Laborer Williard Buskirk was hired in 1981 but suffered a work-related injury in 1996 that left him unable to perform his previous job, according to the Legal Intelligencer.  Buskirk’s suit concedes that his injury did not meet the ADA’s definition of “disabled” but claimed that his employer “regarded” him as disabled. As a result of that assumption, Buskirk claims the company violated the ADA when it failed to accommodate him by considering him for several posts that became vacant.

The suit went to trial but was dismissed by US District Judge J. Curtis Joyner, who held that, as a matter of law, a “regarded as” plaintiff is not entitled to an accommodation.

The appeal argues that Joyner erred in dismissing the suit because the purpose of the ADA is to punish employers for making assumptions based on stereotypes that are not truly indicative of a worker’s abilities.  Plaintiff’s attorneys will also be urging the 3rd Circuit to follow a 1st Circuit decision that allows “regarded as” plaintiffs to seek reasonable accommodations.
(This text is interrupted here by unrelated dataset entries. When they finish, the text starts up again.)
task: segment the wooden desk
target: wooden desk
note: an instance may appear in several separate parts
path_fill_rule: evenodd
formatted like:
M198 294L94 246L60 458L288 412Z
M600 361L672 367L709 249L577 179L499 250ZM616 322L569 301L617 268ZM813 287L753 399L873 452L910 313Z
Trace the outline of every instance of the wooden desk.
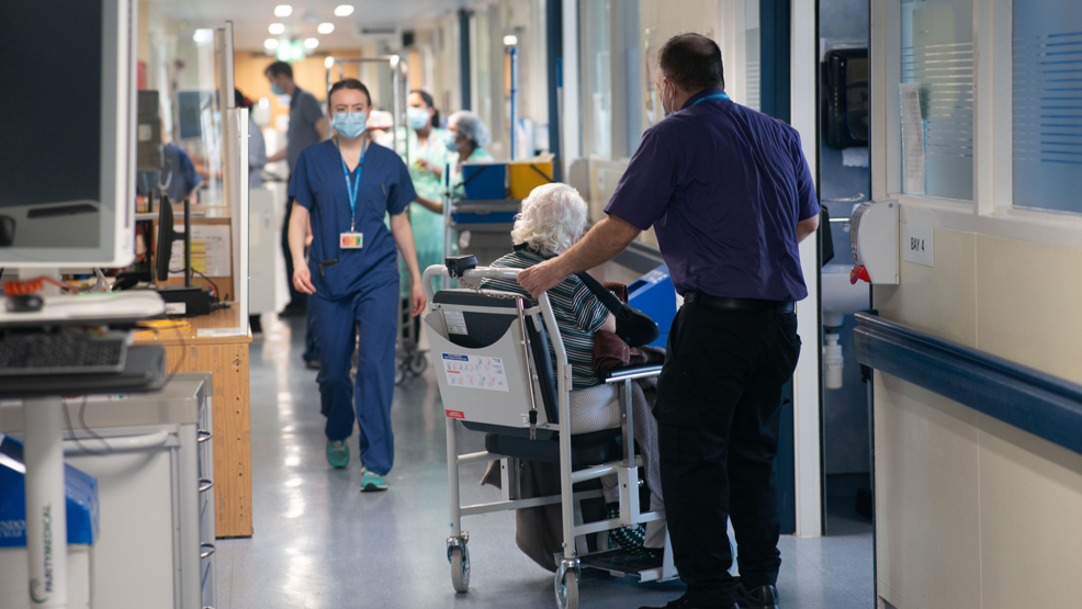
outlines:
M236 306L236 304L234 304ZM204 328L240 325L236 308L187 317L183 330L136 335L136 345L166 348L166 369L214 374L214 519L218 538L251 537L251 417L248 387L248 345L245 336L199 336ZM244 320L245 328L248 319Z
However, the 3rd Circuit has already suggested in commentary in other cases that it is inclined to follow the lead of the 5th, 6th and 8th circuits — and the “overwhelming majority” of the federal district courts, according to the Intelligencer – all of which have held that a “regarded as” plaintiff cannot sue for a reasonable accommodation.

The report notes that in Deane v. Pocono Medical Center, the 3rd Circuit said there was “considerable force” to the argument that a plaintiff who is merely regarded as disabled cannot claim to be entitled to an accommodation for a disability he himself concedes does not exist. 

According to the employer’s attorney, in that case the court cautioned that if such claims were allowed, healthy employees could demand changes in their work environments based on nothing more than the misperceptions of their employers.